In April 2001, a Navy symposium entitled “Naval Operations in an Ice-Free Arctic” was mounted to begin to prepare the service for a climate-change-induced future. Fast forward to June 2015. In what the military refers to as Alaska’s “premier” joint training exercise, Alaskan Command aims to conduct “Northern Edge” over 8,429 nautical miles, which include critical habitat for all five wild Alaskan salmon species and 377 other species of marine life. The upcoming war games in the Gulf of Alaska will not be the first such exercises in the region—they have been conducted, on and off, for the last 30 years—but they will be the largest by far. In fact, a 360% rise in munitions use is expected, according to Emily Stolarcyk, the program manager for the Eyak Preservation Council (EPC).
The waters in the Gulf of Alaska are some of the most pristine in the world, rivaled only by those in the Antarctic, and among the purest and most nutrient-rich waters anywhere. Northern Edge will take place in an Alaskan “marine protected area,” as well as in a NOAA-designated “fisheries protected area.” These war games will also coincide with the key breeding and migratory periods of the marine life in the region as they make their way toward Prince William Sound, as well as further north into the Arctic.

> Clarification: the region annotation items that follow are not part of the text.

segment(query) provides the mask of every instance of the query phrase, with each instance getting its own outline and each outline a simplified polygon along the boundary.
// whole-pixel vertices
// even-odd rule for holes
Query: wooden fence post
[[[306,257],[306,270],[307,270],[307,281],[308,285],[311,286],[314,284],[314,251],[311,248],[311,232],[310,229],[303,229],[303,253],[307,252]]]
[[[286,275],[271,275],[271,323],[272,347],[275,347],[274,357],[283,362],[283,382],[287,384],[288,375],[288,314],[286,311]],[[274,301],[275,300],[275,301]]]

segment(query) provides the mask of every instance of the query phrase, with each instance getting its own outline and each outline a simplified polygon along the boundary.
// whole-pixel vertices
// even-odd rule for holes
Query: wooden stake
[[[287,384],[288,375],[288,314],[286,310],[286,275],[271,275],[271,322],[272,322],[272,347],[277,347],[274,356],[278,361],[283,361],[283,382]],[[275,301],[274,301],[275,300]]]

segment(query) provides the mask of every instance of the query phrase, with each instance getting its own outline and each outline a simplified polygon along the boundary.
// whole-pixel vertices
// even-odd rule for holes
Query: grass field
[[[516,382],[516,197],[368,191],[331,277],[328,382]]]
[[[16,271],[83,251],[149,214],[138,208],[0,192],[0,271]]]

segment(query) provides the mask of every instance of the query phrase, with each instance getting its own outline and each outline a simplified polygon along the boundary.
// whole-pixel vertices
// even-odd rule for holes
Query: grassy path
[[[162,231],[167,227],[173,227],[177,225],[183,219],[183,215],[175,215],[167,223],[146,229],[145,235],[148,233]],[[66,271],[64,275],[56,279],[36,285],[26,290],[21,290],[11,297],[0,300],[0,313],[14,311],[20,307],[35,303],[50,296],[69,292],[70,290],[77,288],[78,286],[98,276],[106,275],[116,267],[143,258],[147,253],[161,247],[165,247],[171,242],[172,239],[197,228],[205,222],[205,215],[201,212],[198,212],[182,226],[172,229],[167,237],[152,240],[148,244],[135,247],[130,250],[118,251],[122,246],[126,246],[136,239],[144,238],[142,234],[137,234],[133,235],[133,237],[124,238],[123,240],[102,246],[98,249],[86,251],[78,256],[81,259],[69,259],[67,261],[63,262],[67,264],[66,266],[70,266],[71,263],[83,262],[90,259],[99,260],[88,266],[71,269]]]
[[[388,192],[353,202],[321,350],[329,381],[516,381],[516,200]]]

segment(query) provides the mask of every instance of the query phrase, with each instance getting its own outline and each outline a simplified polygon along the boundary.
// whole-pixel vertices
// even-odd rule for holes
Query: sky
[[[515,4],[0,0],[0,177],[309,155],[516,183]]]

Species affected will include blue, fin, gray, humpback, minke, sei, sperm, and killer whales, the highly endangered North Pacific right whale (of which there are only approximately 30 left), as well as dolphins and sea lions. No fewer than a dozen native tribes including the Eskimo, Eyak, Athabascan, Tlingit, Sun’aq, and Aleut rely on the area for subsistence living, not to speak of their cultural and spiritual identities.

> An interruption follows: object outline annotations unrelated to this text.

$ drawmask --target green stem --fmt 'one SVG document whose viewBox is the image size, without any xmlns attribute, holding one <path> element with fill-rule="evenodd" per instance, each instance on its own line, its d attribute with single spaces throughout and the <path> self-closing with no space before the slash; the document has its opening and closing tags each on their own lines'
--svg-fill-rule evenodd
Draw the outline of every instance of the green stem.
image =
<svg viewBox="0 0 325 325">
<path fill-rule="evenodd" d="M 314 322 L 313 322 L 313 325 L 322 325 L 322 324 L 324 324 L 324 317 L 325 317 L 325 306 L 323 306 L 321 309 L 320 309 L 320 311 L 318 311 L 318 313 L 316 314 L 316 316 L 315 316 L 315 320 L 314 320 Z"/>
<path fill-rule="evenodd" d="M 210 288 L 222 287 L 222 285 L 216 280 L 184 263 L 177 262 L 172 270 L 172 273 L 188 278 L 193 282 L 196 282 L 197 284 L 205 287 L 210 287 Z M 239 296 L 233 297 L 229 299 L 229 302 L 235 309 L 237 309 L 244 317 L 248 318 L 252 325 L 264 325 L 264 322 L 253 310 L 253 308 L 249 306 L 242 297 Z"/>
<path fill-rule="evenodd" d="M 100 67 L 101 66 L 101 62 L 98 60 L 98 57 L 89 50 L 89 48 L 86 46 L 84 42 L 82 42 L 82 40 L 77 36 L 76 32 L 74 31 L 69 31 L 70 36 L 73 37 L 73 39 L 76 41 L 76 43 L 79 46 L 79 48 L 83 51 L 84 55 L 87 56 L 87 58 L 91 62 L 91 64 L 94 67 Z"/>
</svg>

The Navy is already permitted to use live ordnance including bombs, missiles, and torpedoes, along with active and passive sonar in “realistic” war gaming that is expected to involve the release of as much as 352,000 pounds of “expended materials” every year. (The Navy’s EIS lists numerous things as “expended materials,” including missiles, bombs, torpedoes.) At present, the Navy is well into the process of securing the necessary permits for the next five years and has even mentioned making plans for the next 20. Large numbers of warships and submarines are slated to move into the area and the potential pollution from this has worried Alaskans who live nearby.

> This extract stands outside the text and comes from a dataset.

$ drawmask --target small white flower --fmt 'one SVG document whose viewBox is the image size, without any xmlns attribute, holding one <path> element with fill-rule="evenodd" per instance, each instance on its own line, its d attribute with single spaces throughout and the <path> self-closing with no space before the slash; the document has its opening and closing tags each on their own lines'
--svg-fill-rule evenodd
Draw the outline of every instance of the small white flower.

“We are concerned about expended materials in addition to the bombs, jet noise, and sonar,” the Eyak Preservation Council’s Emily Stolarcyk tells me as we sit in her office in Cordova, Alaska. EPC is an environmental and social-justice-oriented nonprofit whose primary mission is to protect wild salmon habitat. “Chromium, lead, tungsten, nickel, cadmium, cyanide, ammonium perchlorate, the Navy’s own environmental impact statement says there is a high risk of chemical exposure to fish.”